A few months ago my wife and I met with a woman who was telling us about her family. She told us that when her daughter was born she had big hopes and dreams for her child, like any mother would. She wanted her child to be used by God. Maybe her daughter would grow up to be a doctor, and God would use her mind and her hands to heal the sick. Maybe her daughter would be a lawyer, and God would use her to stand up for peace and fight against oppression and injustice.
She had hopes, dreams, and plans for her child. She's the type of mom that did everything right. She crossed her t's and dotted her i's. She bought all the right brands, all the right foods—all organic. She wouldn't even let her husband hold the child too much.

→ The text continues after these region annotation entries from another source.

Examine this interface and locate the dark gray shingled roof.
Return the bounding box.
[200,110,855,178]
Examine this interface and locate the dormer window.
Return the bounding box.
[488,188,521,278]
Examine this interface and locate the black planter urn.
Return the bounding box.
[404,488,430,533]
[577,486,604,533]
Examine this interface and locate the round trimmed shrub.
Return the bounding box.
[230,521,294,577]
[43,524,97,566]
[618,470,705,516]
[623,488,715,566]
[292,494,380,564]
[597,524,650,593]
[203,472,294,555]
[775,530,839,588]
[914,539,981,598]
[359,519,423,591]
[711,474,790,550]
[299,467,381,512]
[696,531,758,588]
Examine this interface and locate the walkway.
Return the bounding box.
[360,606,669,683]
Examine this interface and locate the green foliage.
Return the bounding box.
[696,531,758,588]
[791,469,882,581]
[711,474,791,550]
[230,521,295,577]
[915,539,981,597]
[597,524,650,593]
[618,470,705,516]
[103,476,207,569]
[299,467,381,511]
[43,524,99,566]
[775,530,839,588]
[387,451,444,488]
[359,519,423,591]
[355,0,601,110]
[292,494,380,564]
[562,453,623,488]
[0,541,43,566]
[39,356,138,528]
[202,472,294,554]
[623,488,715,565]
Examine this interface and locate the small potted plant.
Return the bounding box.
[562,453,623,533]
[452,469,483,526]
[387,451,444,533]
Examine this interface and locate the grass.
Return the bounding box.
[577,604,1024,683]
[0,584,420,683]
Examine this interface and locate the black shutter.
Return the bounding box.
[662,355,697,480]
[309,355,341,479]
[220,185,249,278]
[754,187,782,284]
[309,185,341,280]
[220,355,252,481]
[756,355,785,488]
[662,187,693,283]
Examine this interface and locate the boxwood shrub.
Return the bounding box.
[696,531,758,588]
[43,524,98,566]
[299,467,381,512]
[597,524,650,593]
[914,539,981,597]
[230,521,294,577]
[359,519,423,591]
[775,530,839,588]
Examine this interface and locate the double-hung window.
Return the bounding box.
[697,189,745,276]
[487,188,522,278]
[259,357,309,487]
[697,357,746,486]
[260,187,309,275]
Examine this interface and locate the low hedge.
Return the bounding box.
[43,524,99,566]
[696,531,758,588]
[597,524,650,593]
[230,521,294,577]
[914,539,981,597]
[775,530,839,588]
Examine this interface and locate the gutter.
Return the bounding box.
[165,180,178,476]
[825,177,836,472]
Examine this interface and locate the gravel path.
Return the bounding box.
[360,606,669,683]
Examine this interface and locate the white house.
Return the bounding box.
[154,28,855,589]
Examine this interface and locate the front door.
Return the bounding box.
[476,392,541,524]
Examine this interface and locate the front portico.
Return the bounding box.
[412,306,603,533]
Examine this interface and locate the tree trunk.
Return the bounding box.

Things were going well until one day her daughter fell to the floor, convulsing. Her parents frantically rushed her to the hospital, not knowing what was wrong. Doctors stabilized her, tests were run, but they couldn't figure out what was wrong. After two weeks of painful uncertainty, they learned that her two-year old daughter had been diagnosed with a rare, neural-genetic disorder that would leave her mentally impaired for life. Through her tears, the mother asked the question that anyone in her situation would ask: Why would God allow this to happen?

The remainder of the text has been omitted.